The current work is a scoping study to determine which heat transfer effects are significant in the fuel/backfill gas region of spent nuclear fuel transport casks. A two-dimensional finite volume mesh that accurately models the geometry of a 7×7 Boiling Water Reactor (BWR) assembly with its channel in a square isothermal enclosure is constructed. The peak cladding temperature is determined using computational fluid dynamics (CFD) simulations for a range of enclosure temperatures, fuel heat generation rates, cladding surface emissivities, and for both nitrogen and helium backfill gases. This work quantifies both the effect of buoyancy induced gas motion in the fuel/backfill gas region and the conditions when it does not significantly affect heat transfer. Future cask design simulations that neglect gas motion will require less computational resources than ones that do not. This work also quantifies the sensitivity of the maximum cladding temperature to fuel cladding emissivity.
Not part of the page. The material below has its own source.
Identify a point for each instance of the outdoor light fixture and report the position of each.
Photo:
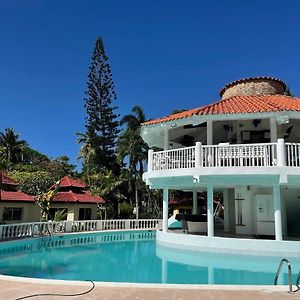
(256, 122)
(282, 120)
This helps quantify the uncertainty of temperature predictions if the emissivity is not known. The current CFD technique must be experimentally benchmarked before it may be used with confidence to predict peak cladding temperatures in transport casks. This work indicates that the thermal resistance between a BWR assembly’s channel and the basket walls may be modeled analytically. This will reduce the effort required for benchmark experiments because they will not need to include the channel.